Avec la privatisation menée, en réalité, de manière mensongère, une grande partie des Russes (43% selon les résultats du sondage du Fonds de l’opinion publique mené en 2016) se prononcent encore pour sa révision aujourd’hui, 25 ans après les faits. « Aujourd’hui, la privatisation n’apparaît pas légitime aux yeux de la société. C’est un immense problème », reconnaît Piotr Aven, l’un des architectes des réformes des années 1990, dans un entretien avec le magazine Forbes.
Mikhaïl Vinogradov estime pour sa part que l’arrivée au pouvoir de Vladimir Poutine en 2000, qui a coïncidé avec le début de la hausse des prix du pétrole et de la prospérité des Russes, permit au pouvoir de conclure une sorte de « contrat social » avec la population : sa non-intervention dans la politique en échange de la hausse de son niveau de vie. La plupart des gens, lassés par le chaos des années 1990, l’acceptèrent avec soulagement.

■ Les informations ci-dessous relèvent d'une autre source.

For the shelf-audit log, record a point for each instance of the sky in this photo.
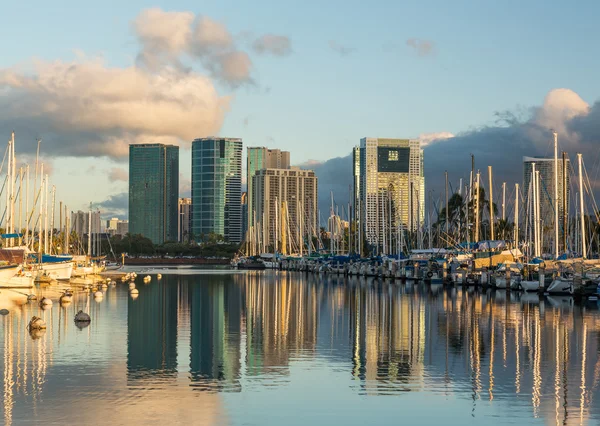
(88, 78)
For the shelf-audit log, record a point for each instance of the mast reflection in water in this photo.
(273, 347)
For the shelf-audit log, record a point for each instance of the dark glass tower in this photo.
(217, 188)
(154, 191)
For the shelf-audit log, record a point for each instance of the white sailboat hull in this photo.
(527, 285)
(20, 281)
(60, 271)
(8, 272)
(561, 286)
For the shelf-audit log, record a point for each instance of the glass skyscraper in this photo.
(154, 191)
(217, 188)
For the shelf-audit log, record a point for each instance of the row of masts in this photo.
(395, 237)
(33, 228)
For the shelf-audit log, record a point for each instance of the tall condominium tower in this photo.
(262, 158)
(154, 191)
(545, 166)
(217, 188)
(285, 203)
(389, 190)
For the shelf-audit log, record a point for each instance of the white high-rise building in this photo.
(285, 202)
(389, 190)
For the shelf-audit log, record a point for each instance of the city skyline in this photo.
(271, 76)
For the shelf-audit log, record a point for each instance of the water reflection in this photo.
(190, 340)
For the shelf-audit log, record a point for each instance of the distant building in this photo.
(389, 190)
(259, 158)
(154, 191)
(111, 225)
(185, 220)
(122, 228)
(244, 214)
(80, 223)
(287, 196)
(217, 188)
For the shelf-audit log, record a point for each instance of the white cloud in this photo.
(87, 108)
(421, 47)
(274, 44)
(427, 138)
(118, 174)
(172, 37)
(338, 48)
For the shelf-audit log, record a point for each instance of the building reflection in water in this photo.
(152, 333)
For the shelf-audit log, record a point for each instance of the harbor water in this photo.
(220, 347)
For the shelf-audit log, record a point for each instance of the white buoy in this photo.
(82, 317)
(36, 323)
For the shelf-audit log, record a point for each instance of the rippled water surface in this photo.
(256, 348)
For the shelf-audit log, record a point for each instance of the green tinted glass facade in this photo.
(217, 188)
(154, 191)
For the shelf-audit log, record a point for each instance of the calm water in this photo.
(202, 347)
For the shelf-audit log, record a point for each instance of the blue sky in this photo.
(487, 56)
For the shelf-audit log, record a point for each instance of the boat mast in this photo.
(555, 195)
(477, 209)
(20, 227)
(67, 230)
(90, 231)
(52, 213)
(565, 211)
(446, 173)
(27, 204)
(581, 208)
(516, 215)
(534, 209)
(46, 215)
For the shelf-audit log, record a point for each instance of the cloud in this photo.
(89, 109)
(501, 145)
(427, 138)
(421, 47)
(342, 50)
(174, 38)
(118, 174)
(273, 44)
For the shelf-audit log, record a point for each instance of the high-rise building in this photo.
(153, 191)
(389, 190)
(546, 168)
(111, 224)
(217, 188)
(122, 228)
(185, 220)
(244, 213)
(286, 203)
(262, 158)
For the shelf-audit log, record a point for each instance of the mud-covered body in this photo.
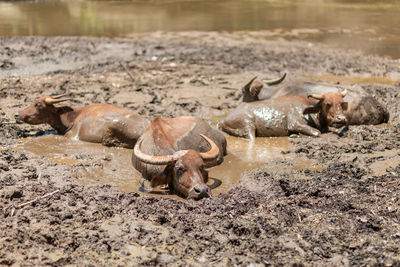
(97, 123)
(271, 118)
(363, 108)
(174, 135)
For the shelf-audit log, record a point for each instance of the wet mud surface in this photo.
(332, 200)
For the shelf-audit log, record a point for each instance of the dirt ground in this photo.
(345, 213)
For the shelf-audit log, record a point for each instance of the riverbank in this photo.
(343, 210)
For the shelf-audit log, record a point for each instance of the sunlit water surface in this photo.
(371, 26)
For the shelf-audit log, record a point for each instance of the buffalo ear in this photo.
(164, 178)
(313, 109)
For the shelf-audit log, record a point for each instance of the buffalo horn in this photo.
(276, 81)
(55, 99)
(247, 86)
(315, 96)
(58, 96)
(213, 152)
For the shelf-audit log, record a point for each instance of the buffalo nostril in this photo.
(201, 189)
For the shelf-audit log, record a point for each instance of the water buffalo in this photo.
(286, 115)
(362, 108)
(175, 152)
(97, 123)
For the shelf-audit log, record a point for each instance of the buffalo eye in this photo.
(180, 169)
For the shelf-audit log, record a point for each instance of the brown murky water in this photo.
(94, 163)
(371, 26)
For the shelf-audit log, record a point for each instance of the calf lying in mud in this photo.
(362, 108)
(175, 152)
(286, 115)
(97, 123)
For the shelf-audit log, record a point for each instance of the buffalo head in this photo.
(41, 111)
(331, 109)
(185, 171)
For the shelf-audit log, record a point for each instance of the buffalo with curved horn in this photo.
(97, 123)
(176, 151)
(286, 115)
(362, 107)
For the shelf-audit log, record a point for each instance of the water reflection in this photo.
(94, 163)
(371, 26)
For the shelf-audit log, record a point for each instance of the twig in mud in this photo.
(36, 199)
(127, 71)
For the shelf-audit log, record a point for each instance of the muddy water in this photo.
(94, 163)
(371, 26)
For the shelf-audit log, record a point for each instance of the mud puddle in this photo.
(94, 163)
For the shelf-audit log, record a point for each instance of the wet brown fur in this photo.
(165, 136)
(98, 123)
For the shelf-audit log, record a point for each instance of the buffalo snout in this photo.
(18, 118)
(199, 192)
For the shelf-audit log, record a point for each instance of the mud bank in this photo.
(343, 209)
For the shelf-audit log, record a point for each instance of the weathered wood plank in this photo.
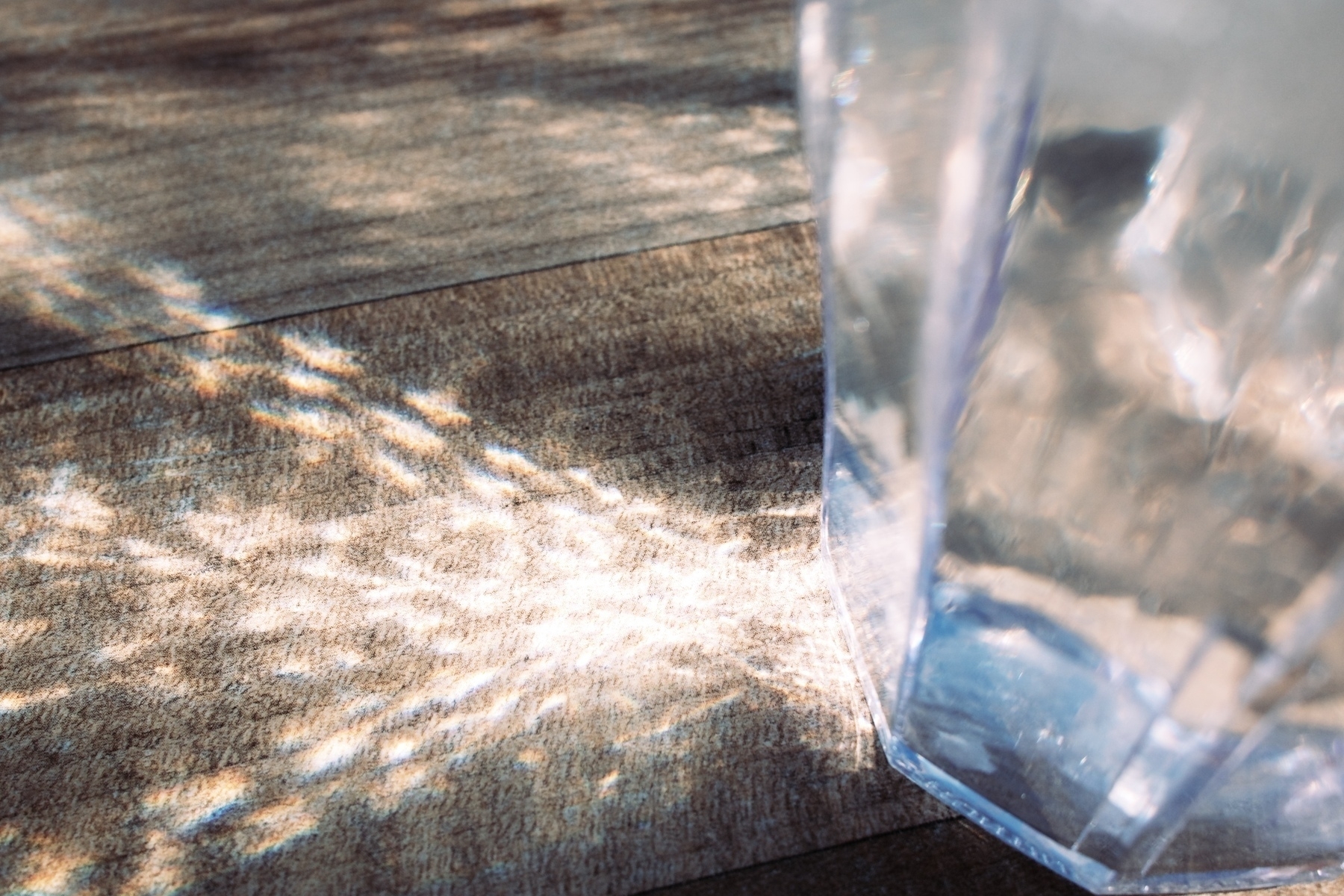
(175, 167)
(510, 588)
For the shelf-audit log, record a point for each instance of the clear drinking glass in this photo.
(1085, 452)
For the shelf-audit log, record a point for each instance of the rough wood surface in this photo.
(510, 588)
(181, 166)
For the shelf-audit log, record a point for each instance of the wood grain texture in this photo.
(181, 166)
(504, 588)
(949, 857)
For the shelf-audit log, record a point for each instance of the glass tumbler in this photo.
(1083, 500)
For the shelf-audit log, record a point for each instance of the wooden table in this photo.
(411, 420)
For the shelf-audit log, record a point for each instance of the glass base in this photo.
(1055, 746)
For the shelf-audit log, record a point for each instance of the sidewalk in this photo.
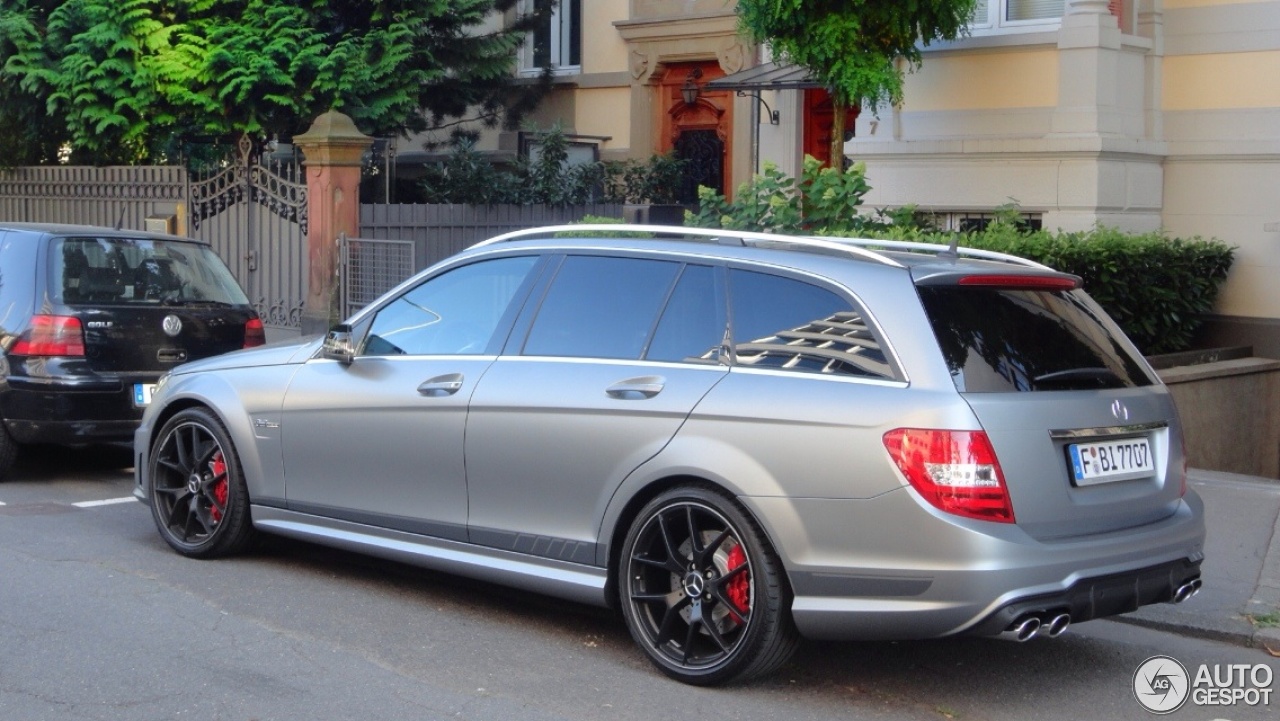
(1242, 565)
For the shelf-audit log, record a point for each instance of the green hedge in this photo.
(1157, 288)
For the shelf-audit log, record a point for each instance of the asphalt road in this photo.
(100, 620)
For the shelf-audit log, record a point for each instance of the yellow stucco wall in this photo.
(969, 81)
(1207, 82)
(604, 112)
(1180, 4)
(603, 49)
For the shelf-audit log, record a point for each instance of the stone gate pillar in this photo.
(333, 147)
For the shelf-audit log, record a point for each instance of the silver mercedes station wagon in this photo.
(739, 439)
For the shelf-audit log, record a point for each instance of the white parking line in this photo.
(108, 502)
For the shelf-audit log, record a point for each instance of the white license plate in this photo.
(142, 393)
(1106, 461)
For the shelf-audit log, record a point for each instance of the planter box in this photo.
(1230, 411)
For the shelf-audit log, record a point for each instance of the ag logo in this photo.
(1161, 684)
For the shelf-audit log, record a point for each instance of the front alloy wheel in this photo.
(197, 491)
(702, 592)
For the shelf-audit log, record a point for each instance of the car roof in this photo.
(97, 231)
(814, 254)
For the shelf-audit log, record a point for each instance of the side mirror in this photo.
(338, 345)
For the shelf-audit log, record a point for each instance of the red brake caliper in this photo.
(739, 588)
(218, 466)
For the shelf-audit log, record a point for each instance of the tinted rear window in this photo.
(138, 272)
(1005, 340)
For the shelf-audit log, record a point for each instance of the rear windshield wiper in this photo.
(197, 301)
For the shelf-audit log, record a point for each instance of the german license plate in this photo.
(142, 393)
(1106, 461)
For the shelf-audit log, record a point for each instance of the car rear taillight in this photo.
(954, 470)
(1182, 468)
(254, 333)
(51, 336)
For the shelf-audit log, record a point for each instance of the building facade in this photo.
(1141, 114)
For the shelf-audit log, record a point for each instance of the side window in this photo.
(600, 307)
(796, 325)
(451, 314)
(17, 274)
(693, 324)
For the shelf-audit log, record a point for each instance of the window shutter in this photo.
(981, 16)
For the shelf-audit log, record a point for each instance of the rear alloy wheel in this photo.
(702, 591)
(197, 491)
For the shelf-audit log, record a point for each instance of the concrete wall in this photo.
(1230, 413)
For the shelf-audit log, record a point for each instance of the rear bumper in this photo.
(887, 569)
(1097, 597)
(72, 411)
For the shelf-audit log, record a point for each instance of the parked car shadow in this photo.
(49, 462)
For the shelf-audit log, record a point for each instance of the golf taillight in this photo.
(254, 333)
(954, 470)
(51, 336)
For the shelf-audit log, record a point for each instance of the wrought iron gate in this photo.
(703, 153)
(254, 211)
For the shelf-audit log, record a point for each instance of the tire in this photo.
(199, 498)
(703, 592)
(8, 451)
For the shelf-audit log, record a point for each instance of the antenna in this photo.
(954, 249)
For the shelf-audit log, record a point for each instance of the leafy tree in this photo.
(120, 80)
(853, 46)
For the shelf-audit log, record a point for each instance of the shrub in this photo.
(1156, 288)
(772, 201)
(469, 177)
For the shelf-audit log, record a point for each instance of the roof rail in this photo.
(859, 247)
(941, 250)
(744, 236)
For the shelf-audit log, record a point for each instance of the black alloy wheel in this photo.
(197, 491)
(702, 591)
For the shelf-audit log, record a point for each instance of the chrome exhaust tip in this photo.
(1057, 625)
(1187, 591)
(1022, 630)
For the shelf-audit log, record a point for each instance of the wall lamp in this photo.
(773, 115)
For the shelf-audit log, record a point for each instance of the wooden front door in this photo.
(699, 132)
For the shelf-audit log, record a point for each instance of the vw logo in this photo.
(1119, 410)
(694, 585)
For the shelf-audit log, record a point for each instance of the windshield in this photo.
(140, 272)
(1008, 340)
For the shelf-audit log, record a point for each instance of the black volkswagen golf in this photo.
(91, 318)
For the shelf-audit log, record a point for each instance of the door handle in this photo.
(636, 388)
(442, 384)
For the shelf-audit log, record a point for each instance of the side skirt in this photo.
(571, 582)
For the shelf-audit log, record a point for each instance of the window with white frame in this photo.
(1025, 16)
(999, 16)
(557, 42)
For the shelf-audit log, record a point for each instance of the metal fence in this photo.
(370, 268)
(124, 196)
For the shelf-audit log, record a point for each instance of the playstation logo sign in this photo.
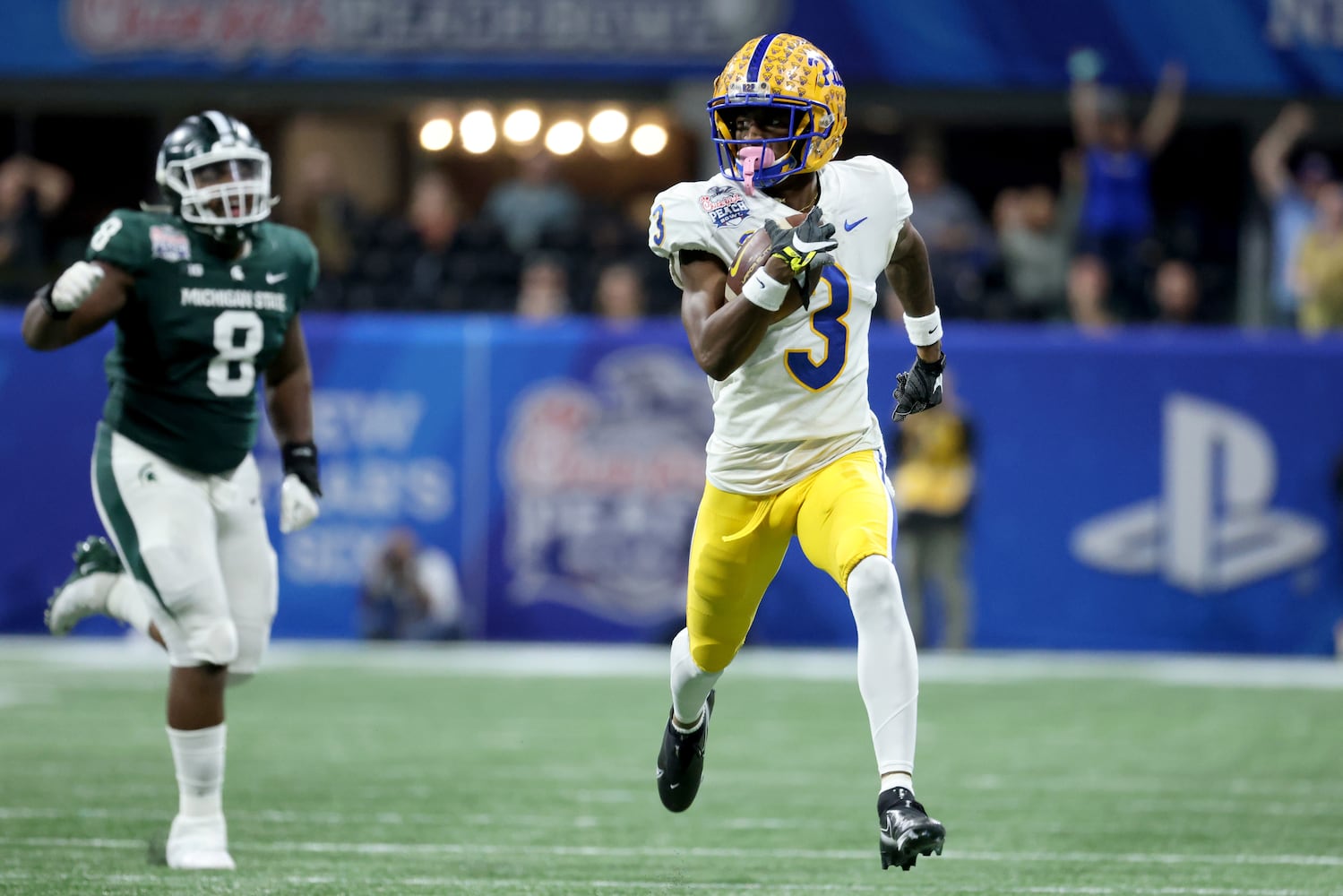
(1211, 527)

« Avec la baisse de l’activité politique au sein de la société, l’État, qui à un moment a pris goût à son rôle de propriétaire de grands actifs, a progressivement mis en place un modèle de pouvoir qui lui convenait mieux, proche du capitalisme d’État plutôt que du libéralisme », explique Mikhaïl Vinogradov. Petit à petit, cela a conduit à l’abandon complet du libéralisme, associé aux années 1990, et à l’adoption d’une idéologie conservatrice, conclut le politologue.
1 Dans le cadre de la Perestroïka, l’URSS autorise en 1988 les premières entreprises privées, dites coopératives. Elles constitueront la première source de financement des futurs grands entrepreneurs. 2 En janvier 1992, les entreprises et les magasins de vente au détail sont autorisés à fixer librement le prix de leurs produits. Mais le passage à l’économie de marché débouchera sur l’hyperinflation. 3 En 1995, après la première privatisation, l’État contracte auprès de banques des prêts gagés sur des paquets d’actions d’entreprises publiques. Incapable de les rembourser, il en perdra le contrôle. 4 Ce n’est qu’en 1997, après avoir enchaîné cinq ans de récession, que la Russie connaît une première croissance dûe à la hausse des prix du pétrole. Depuis 1992, le PIB a été divisé par trois. 5 En août 1998, l’État russe fait défaut sur le remboursement de sa dette aux investisseurs internationaux. Le rouble s’effondre mais cette crise posera les bases de l’économie actuelle.